Controlling every step of production
Since that 1996 case, vision care plans have faced limited scrutiny and have expanded the scope of their businesses through vertical mergers and contractual arrangements. Large plans such as Davis Vision, EyeMed (Luxottica), and VSP have acquired or opened retail stores, laboratories, and frame manufacturers, granting them control of the entire chain of vision care production. To quote Luxottica, such vertically integrated structures are “one of the competitive advantages underpinning the Group’s past and future successes.”4 These transactions have received limited attention from the federal antitrust agencies. In fact, the federal government has approved recent transactions without a full assessment of the likelihood of anticompetitive harm.5 Yet, as noted in a 2012 Bain & Company report on independent optometry, vision care plans are purposefully applying pressure to independent eyecare providers through “aggressive… marketing strategies.”6 The reason? To increase plan profits by forcing consumers into a vertically integrated monopoly.

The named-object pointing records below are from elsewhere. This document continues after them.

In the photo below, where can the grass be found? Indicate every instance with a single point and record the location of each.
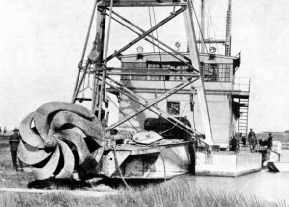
(8, 177)
(277, 136)
(177, 192)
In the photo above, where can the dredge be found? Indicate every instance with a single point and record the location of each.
(151, 139)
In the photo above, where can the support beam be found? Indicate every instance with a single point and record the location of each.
(154, 38)
(143, 3)
(194, 54)
(173, 15)
(148, 40)
(157, 100)
(100, 36)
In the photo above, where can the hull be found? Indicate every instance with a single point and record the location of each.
(163, 161)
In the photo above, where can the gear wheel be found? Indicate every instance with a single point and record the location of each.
(60, 138)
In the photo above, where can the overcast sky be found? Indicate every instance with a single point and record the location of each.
(41, 44)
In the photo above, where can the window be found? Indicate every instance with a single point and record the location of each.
(217, 72)
(173, 108)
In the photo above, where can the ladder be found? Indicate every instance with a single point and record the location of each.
(244, 115)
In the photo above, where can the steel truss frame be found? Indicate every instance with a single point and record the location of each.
(100, 73)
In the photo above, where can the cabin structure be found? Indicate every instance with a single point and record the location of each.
(152, 74)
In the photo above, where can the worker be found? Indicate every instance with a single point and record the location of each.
(252, 139)
(14, 142)
(270, 141)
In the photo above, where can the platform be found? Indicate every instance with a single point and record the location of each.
(227, 163)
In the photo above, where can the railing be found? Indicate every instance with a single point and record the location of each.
(242, 84)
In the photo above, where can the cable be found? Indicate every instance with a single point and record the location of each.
(202, 35)
(151, 27)
(118, 167)
(122, 113)
(176, 123)
(165, 172)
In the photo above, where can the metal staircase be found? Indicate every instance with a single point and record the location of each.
(243, 120)
(243, 84)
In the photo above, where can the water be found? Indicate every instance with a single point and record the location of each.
(263, 184)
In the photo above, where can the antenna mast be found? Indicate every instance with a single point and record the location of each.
(203, 25)
(228, 30)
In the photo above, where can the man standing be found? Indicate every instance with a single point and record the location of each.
(14, 142)
(252, 140)
(270, 141)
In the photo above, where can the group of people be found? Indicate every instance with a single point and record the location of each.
(14, 142)
(252, 141)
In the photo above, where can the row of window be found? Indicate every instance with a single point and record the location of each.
(212, 72)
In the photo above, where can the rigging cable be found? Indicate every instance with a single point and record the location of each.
(102, 87)
(202, 35)
(122, 113)
(151, 27)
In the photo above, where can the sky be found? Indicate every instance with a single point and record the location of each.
(41, 44)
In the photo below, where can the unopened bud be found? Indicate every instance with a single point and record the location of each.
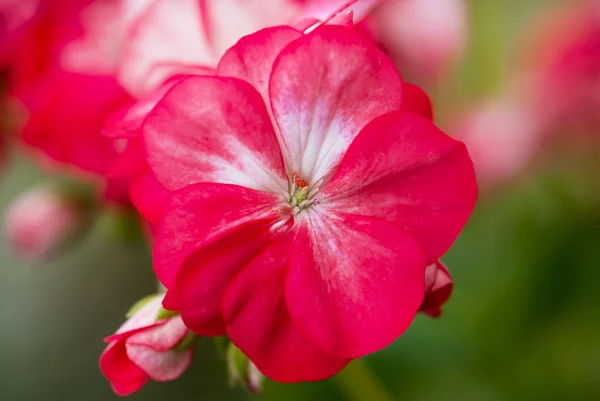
(47, 218)
(438, 288)
(243, 371)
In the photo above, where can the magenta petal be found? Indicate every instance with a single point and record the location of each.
(258, 321)
(417, 101)
(125, 376)
(213, 129)
(149, 197)
(204, 219)
(325, 87)
(160, 366)
(251, 59)
(355, 283)
(425, 183)
(438, 288)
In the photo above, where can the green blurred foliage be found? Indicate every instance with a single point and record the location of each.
(521, 325)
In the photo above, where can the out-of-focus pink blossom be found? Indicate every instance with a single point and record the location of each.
(502, 137)
(562, 68)
(424, 38)
(62, 69)
(146, 347)
(42, 220)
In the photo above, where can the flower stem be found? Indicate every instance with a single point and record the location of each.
(358, 383)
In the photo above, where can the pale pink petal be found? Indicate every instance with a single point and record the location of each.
(213, 129)
(325, 87)
(160, 366)
(161, 338)
(164, 37)
(125, 376)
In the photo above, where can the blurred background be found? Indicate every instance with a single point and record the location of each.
(522, 324)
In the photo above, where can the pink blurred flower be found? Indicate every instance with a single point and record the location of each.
(145, 347)
(296, 154)
(62, 69)
(502, 137)
(44, 219)
(424, 38)
(562, 68)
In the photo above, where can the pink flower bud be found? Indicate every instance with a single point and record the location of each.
(43, 219)
(438, 288)
(423, 37)
(146, 347)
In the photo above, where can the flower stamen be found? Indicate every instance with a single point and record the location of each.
(300, 195)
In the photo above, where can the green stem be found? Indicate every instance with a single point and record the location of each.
(358, 383)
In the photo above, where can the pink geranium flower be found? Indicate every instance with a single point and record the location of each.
(61, 63)
(306, 205)
(145, 347)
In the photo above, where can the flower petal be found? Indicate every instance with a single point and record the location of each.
(251, 59)
(325, 87)
(355, 283)
(164, 38)
(66, 120)
(259, 323)
(161, 338)
(143, 318)
(416, 101)
(438, 288)
(160, 366)
(149, 197)
(213, 129)
(206, 218)
(125, 376)
(403, 169)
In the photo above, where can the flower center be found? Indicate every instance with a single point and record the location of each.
(300, 195)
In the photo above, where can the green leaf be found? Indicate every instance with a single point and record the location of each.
(165, 313)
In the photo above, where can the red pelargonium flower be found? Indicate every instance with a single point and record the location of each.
(306, 206)
(144, 347)
(145, 191)
(62, 69)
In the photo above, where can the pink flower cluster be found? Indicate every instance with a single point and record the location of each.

According to 2008 report by Consumers Digest, such aggressive tactics and vertical integration by vision care plans “could present problems to consumers”7 by limiting choice, lowering quality, and raising prices. One of the most common practices is the restriction of services an independent eyecare provider may offer. Patients of certain vision care plans are allowed to select an independent optometrist or ophthalmologist for their examination; however, that eyecare provider may be prevented from providing lenses, frames, or contact lenses to that patient. And the eyecare provider may be limited to only using the vision care plan’s laboratory. The patient is forced to make these secondary purchases through an entity owned or controlled by the vision care plan, regardless of the patient’s or doctor’s preference. Such practices restrict choice and can often cost consumers more money. Along with limiting choice, vision care plans are also specifically targeting independent providers’ patients. Some plans are directly contacting patients in an effort to switch them from their independent eye doctor to plan-employed or plan-associated eye care professionals and locations.
The vision care plans’ conduct can also reduce competition. Before consolidation and vertical integration, providers could offer plan beneficiaries a wide range of vision care services and secondary sales. With vision care plans consolidating power and forcing patients into an integrated system, these plans are effectively restricting the ability of independent providers to provide routine vision care, laboratory services, or secondary sales to plan beneficiaries.